L’abitare nei racconti di Paolo Cognetti

Paolo Cognetti, classe ‘78, è milanese di nascita e di cuore, come scrive sul suo blog “Capitano mio capitano” in cui parla del senso di appartenenza che prova per Milano, analizzando il perché sentiamo nostra una città: «È tua perché a un certo punto l’hai esplorata, hai trovato rifugio in certe sue strade, te ne sei innamorato. È tua perché quando la guardi i tuoi occhi vedono in quattro dimensioni, e la quarta è il tempo: vedono la città di oggi sopra a quella di ieri, e le mettono in relazione.»

I racconti e i romanzi di Paolo Cognetti sono permeati da una forte riflessione sui luoghi, sulla connotazione affettiva che a questi assegniamo in diversi momenti della nostra vita. Il suo sguardo ci guida ad una comprensione dell’importanza degli ambienti, dell’ascolto dei territori che ci circondano, assaporando un senso dell’abitare più consapevole. È incredibile come leggendo in ordine la sua produzione letteraria si possa ripercorrere la sua storia, notando come venga alla luce un percorso di crescita, durato anni, alla ricerca di un equilibrio tra luoghi molto diversi e di come alla fine questa lotta da funambolo sembri aver trovato la sua inclinazione vincente, come testimonia anche la storia che racconta in Le otto montagne (Premio Strega 2017).

“Le città sono fatte di strade che non vanno da nessuna parte. Le strade di città sono storie tra uomini, e hanno il loro stesso destino. Quando le storie finiscono, delle strade non rimane più niente.” (Guidare nelle metropoli, Paolo Cognetti)
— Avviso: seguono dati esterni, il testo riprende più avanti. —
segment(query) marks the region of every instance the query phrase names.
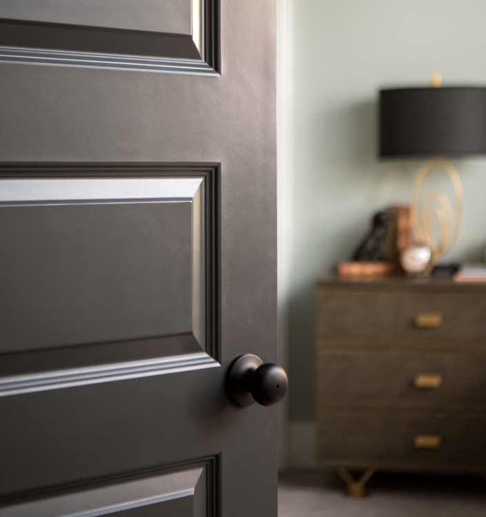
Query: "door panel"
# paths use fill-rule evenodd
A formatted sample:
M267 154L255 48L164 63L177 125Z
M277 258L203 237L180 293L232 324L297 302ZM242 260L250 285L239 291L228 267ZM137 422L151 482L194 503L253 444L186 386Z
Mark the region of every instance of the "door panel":
M181 334L204 349L202 183L3 180L1 352Z
M0 508L0 517L210 517L214 494L208 465ZM209 481L209 483L208 483Z
M217 170L45 168L0 179L0 396L217 366Z

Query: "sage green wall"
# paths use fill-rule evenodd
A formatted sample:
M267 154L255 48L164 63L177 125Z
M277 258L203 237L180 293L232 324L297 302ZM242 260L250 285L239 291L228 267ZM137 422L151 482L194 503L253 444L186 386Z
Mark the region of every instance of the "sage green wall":
M380 88L486 85L485 0L294 0L290 419L314 419L314 285L348 258L374 212L407 203L418 163L376 157ZM465 210L445 260L486 243L486 161L454 162Z

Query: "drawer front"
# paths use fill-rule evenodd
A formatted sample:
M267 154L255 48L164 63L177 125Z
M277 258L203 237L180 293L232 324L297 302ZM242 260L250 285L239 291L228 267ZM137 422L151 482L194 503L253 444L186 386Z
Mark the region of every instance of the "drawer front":
M316 358L319 408L399 404L486 412L484 357L317 354Z
M409 341L486 339L486 296L463 293L320 293L317 336Z
M320 412L318 425L322 463L486 468L486 418Z

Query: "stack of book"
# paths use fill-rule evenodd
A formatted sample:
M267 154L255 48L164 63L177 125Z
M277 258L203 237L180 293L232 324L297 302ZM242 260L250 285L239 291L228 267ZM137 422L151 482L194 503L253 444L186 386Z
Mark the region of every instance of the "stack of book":
M486 264L465 264L452 278L454 282L486 282Z

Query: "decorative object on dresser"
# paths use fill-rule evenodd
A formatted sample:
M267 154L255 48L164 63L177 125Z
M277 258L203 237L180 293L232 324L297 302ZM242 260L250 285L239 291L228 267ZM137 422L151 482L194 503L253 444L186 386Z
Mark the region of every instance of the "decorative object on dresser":
M454 245L462 217L459 174L441 156L486 153L486 88L440 85L440 75L434 74L432 88L380 92L380 156L433 156L417 171L410 205L415 243L427 246L432 253L430 264L421 272L425 274ZM434 168L443 169L452 182L454 211L443 190L432 190L421 199L423 179Z
M485 314L484 284L318 283L318 457L348 495L376 469L486 472Z

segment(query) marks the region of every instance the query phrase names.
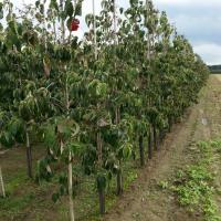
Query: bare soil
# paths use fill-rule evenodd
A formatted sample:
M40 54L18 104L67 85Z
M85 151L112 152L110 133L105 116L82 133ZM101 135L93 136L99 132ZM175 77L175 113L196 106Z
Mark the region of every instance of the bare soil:
M199 214L180 208L176 199L158 186L160 181L170 179L177 169L194 161L189 151L192 143L221 137L221 75L211 75L199 97L199 103L188 110L182 122L167 136L154 160L140 172L113 210L108 211L105 221L202 220ZM221 187L219 173L217 185ZM217 198L221 210L221 198Z

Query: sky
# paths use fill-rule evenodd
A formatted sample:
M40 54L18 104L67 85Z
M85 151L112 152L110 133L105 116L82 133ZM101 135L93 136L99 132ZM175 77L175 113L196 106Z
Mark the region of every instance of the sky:
M22 3L34 3L34 0L11 0L21 8ZM129 0L116 0L119 7L126 7ZM95 0L96 13L101 0ZM166 11L170 23L176 24L193 45L207 64L221 64L221 0L152 0L156 8ZM92 0L84 0L83 15L92 12ZM83 25L80 36L83 35Z

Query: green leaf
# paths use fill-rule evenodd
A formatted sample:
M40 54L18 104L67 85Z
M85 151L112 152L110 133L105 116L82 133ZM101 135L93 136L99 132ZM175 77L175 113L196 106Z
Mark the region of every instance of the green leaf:
M71 0L66 0L64 10L65 10L66 17L72 18L72 15L74 13L74 7L73 7L73 3Z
Partendo dalla raccolta di racconti Manuale per ragazze di successo, Paolo Cognetti ci fa bere il nettare di Milano senza tralasciarne nemmeno una goccia: dalla circonvallazione come confine tra centro e periferia alle campanelle di un tram di notte, fino ad una Milano natalizia splendente come “uno sciame di lucciole in un vaso di vetro”, chiudendo su un altro concetto di confine cittadino come l’aeroporto di Malpensa. Il filo conduttore della raccolta sono i personaggi femminili accompagnati da uomini piuttosto deboli e disorientati, che si aggirano all’interno di una cornice comune, Milano, che ha per ogni personaggio un aspetto differente ed è soprattutto deformata da esperienze di vita e legami affettivi.
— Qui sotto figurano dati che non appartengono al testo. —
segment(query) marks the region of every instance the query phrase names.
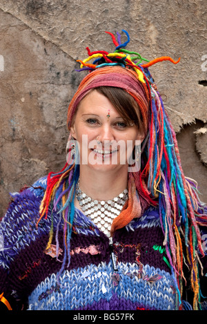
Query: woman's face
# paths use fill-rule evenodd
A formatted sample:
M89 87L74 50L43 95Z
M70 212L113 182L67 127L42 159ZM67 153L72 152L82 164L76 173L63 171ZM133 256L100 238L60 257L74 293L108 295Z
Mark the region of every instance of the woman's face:
M135 141L143 140L137 127L124 122L96 90L80 102L70 133L79 144L80 164L99 171L128 169Z

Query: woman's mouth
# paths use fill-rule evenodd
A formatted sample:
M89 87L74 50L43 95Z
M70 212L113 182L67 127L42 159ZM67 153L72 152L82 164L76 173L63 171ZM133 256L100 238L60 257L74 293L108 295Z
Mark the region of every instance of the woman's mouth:
M97 157L101 157L102 159L105 159L106 158L110 158L115 153L117 153L117 149L114 150L108 150L108 149L91 149L91 150L96 153Z

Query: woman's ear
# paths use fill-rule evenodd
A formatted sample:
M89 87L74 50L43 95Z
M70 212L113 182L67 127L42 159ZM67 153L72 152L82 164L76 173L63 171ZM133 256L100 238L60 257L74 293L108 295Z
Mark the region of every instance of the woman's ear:
M144 140L145 139L145 135L144 133L139 133L138 135L137 135L137 140L138 141L140 141L141 143L144 141Z
M76 131L75 131L75 124L73 124L73 125L70 127L70 133L71 134L71 135L72 136L73 138L76 138Z

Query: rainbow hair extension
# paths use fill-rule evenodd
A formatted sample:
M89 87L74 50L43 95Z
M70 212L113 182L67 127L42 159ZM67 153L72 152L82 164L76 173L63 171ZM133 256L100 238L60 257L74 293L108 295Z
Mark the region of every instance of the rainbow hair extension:
M164 236L163 245L174 278L180 309L183 283L186 283L184 266L187 265L191 271L193 307L197 309L199 307L201 294L199 265L201 268L200 256L204 256L199 226L207 225L207 207L199 199L195 182L186 178L184 174L175 131L148 70L150 66L158 62L169 61L177 64L180 59L174 61L170 57L164 56L149 61L138 53L125 48L130 41L130 37L126 30L122 31L127 37L124 42L121 42L120 34L117 34L117 39L113 34L106 32L111 36L115 46L112 53L106 50L91 52L86 48L88 57L81 61L77 60L81 64L80 69L77 70L86 70L88 74L70 104L68 120L70 122L75 114L78 99L81 100L87 93L84 88L85 82L89 83L89 81L93 80L92 78L99 77L99 80L103 79L104 71L108 74L111 72L112 75L120 73L121 75L122 73L126 80L131 78L132 83L136 84L138 90L134 92L130 87L127 88L126 85L120 86L137 102L147 126L146 139L141 146L141 170L139 173L132 173L129 178L134 182L138 194L147 202L148 206L157 207L159 209ZM90 60L93 60L92 63L89 63ZM139 89L141 89L140 93ZM68 124L70 127L69 122ZM60 215L55 235L57 251L59 247L58 232L61 220L63 220L64 256L60 273L67 259L68 266L70 264L75 191L79 175L79 166L75 161L66 163L58 173L49 173L47 189L40 207L38 222L41 218L47 217L50 208ZM135 211L135 208L130 207L129 210ZM47 248L51 244L53 234L52 225ZM58 259L58 255L57 258Z

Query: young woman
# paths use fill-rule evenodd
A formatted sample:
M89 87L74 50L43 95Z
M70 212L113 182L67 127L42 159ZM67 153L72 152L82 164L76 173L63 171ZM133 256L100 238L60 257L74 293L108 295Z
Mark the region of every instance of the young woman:
M125 50L125 32L114 53L88 48L81 62L66 166L15 195L1 222L3 307L205 309L206 207L184 175L153 61Z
Nella seconda raccolta Una cosa piccola che sta per esplodere, i due racconti conclusivi presentano due fughe. Il primo racconta di una classica fuga estiva dalla città che consente al ragazzo protagonista la scoperta di un nuovo mondo all’interno della natura, e di una nuova solitudine assoluta e lontana da tutto, una sensazione completamente inconsueta e spesso difficile da provare per qualcuno abituato a ritmi frenetici e ingombranti folle cittadine. La seconda fuga avviene in direzione contraria, al centro la madre del narratore, che da giovane fugge da una vita di campagna, di lavoro nei campi e provincialismo per rifugiarsi in quel fervore culturale da liceo cittadino, in cui troverà amore e rivoluzione.

L’apice definitivo di questa sottile traccia di riflessioni sull’abitare viene resa più marcatamente autobiografica ed esplicita con Le otto montagne in cui vediamo la vita del protagonista costantemente divisa tra montagna e città. L’autore in quest’opera si ritrae nel personaggio di Pietro, per il quale la montagna è un paesaggio d’infanzia e villeggiatura, ma con il tempo ne scopre le molteplici possibilità che vanno ben oltre una vacanza estiva. Così, come lui, Paolo Cognetti racconta in diverse interviste di dividere il suo anno in due metà e di spendere quella invernale a Milano e quella estiva in baita, assecondando entrambe le realtà che lo appassionano.